We need an integrated approach to flood management that works with the environment to manage land and water in ways that benefit both people and our ecosystems. Why are the Government not using the Environment Bill as the opportunity to deliver this? I beg to move.
I am delighted to speak to and support Amendment 194AA, on a “Flood risk report”. Too often, where there have been major floods, as there were many times in the 2000s and since, people tend to forget and Governments fail to take major action once the flood waters have receded, so I echo what the noble Baroness, Lady Hayman, said in moving her amendment.

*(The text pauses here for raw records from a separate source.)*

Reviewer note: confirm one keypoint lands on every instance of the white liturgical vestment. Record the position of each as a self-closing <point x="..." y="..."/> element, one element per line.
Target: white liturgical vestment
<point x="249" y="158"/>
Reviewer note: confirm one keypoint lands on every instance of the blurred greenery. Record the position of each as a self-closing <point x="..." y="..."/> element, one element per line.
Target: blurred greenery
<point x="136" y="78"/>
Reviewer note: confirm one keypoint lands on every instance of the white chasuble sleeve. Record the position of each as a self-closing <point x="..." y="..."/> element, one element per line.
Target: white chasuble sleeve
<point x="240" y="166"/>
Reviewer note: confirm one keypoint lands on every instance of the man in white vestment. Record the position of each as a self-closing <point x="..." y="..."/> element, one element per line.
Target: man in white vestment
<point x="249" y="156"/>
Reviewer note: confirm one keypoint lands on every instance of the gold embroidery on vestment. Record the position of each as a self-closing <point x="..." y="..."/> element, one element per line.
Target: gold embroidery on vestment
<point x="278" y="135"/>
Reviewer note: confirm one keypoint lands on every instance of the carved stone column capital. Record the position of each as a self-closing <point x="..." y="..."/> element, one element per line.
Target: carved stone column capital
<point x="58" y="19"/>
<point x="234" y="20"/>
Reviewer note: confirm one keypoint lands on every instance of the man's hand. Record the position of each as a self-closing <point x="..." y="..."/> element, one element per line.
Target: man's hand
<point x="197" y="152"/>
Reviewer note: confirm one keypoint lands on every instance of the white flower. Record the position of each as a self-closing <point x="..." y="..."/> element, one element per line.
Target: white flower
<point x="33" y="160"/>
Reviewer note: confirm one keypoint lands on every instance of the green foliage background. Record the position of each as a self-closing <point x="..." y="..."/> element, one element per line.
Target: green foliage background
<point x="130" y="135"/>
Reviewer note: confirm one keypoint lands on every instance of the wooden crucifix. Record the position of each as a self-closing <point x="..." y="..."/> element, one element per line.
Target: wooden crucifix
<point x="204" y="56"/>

I make a plea to my noble friend the Minister, particularly on the issuing and updating of planning guidance. I mentioned earlier the fact that, at the moment, developers are building on flood plains and not making the buildings secure, flood-proof and resilient to floods. It is only when the householder makes a claim that they find out that it will not be met, in part or in full—particularly if they bought without a mortgage, in which case they probably have no idea that they are not covered by insurance.
On many occasions, in both the other place and here, we have tried to make it a requirement for developers to have regard to building sustainable drainage systems—SUDS—to take surface water away from sewers and combined sewer outflows. This amendment is an opportunity to ask my noble friend if the Government have moved on this and whether they plan to update and amend planning guidance to make SUDS the preferred option for managing surface water in all new developments.
I make the simple suggestion of empowering sewage undertakers to discharge rainwater downpipes, with nothing nasty in them, into local soakaways, as opposed to the current legislation, which requires a new public sewer to be provided to take the flows away, immediately mixing them with sewage—this seems a wanton wastage of resources and infrastructure. I hope that my noble friend will look favourably upon this.
Such a flood risk report as this amendment would allow for would give the opportunity for my noble friend and his department to review the partnership approach. As he mentioned earlier, the environmental land management schemes—ELMS—will allow flood prevention schemes to take place, and so allow the Government to do an audit in that regard. That is another reason I hope that, if not in this amendment, the Government will look favourably on some way of monitoring flood risk going forward.
My Lords, it is a delight to follow the noble Baroness, Lady McIntosh of Pickering, whose comment about building on flood plains reminds me of the simplest, clearest explanation of why this should not happen: a flood plain is not beside the river; it is part of the river. I greatly appreciated her focus on sustainable urban drainage schemes.
I commend the noble Baroness, Lady Hayman of Ullock, for tabling Amendment 194AA, and I commend the noble Baronesses, Lady Jones and Lady Bakewell, for supporting it. Indeed, I would have done so myself, had I not simply missed it. We are talking about joined-up government here, with two critical issues that have a huge impact on people, businesses and the natural world coming together: the environment and flooding. We know that the Government talk about joined-up government thinking and nature-based solutions, but it is a great pity that, up until this point, we have not seen this added into the Bill.